A spontaneously immortalized clonal granulosa cell line (SIGC) derived from primary rat ovarian granulosa cell cultures was developed as a model system to explore the process of transformation using an epithelial cell type. SIGC has an epithelial morphology and grows in culture without undergoing luteinization. The cell line is thought to represent an intermediate step in carcinogenesis because it seems to grow indefinitely in culture but does not form clones in soft agar or tumors in nude mice. Indirect immunofluorescence and Western blot analysis verified the constitutive expression of the recessive oncogene product p53 in the cell line, thereby suggesting a possible mechanism of immortalization. Ultrastructural studies indicated that SIGC cells are characterized by an undifferentiated phenotype with prominent intermediate filaments, desmosomes, and gap junctions.
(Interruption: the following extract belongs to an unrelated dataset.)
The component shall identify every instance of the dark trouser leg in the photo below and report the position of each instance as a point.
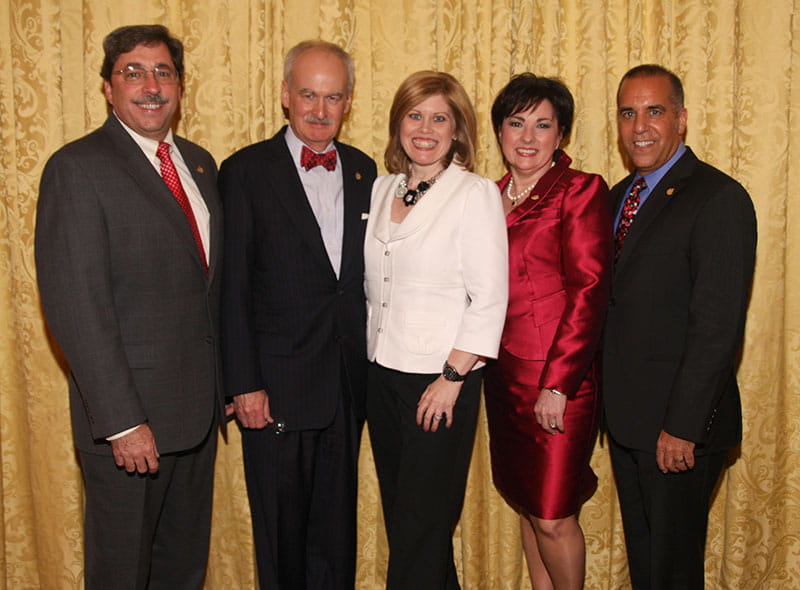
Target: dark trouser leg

The identification of cytokeratin by indirect immunofluorescence and Western blot analysis suggests that SIGC functions as an epithelial cell type. Functional studies of cell-cell communication by a dye transfer technique (fluorescence recovery after photobleaching) showed reduced communication compared to normal primary granulosa cells in culture. SIGC cells were transfected with early region genes of SV40 virus in an attempt to generate fully transformed cell lines. The resulting cell line SV-SIGC expressed T-antigen, was anchorage independent, formed tumors in nude mice, and had reduced intercellular communication as compared to SIGC cells. Explants from the tumors in nude mice were used to generate another cell line (T-SV-SIGC), which exhibited further reduction in both the incidence and the rate of communication. These results clearly demonstrated a progressive loss of functional communication during multistep transformation of an ovarian cell type. These data demonstrate that this assay system based on an epithelioid cell type can be used to study the relationship between intercellular communication and the multistep process of carcinogenesis.

Footnotes

  • ↵1 This work was supported in part by Basic Research Grant 1-1052 from the March of Dimes Birth Defects Foundation, a Texas A&M University College of Veterinary Medicine Enhancement Project, and a grant from the Texas Agricultural Experiment Station to R. C. B.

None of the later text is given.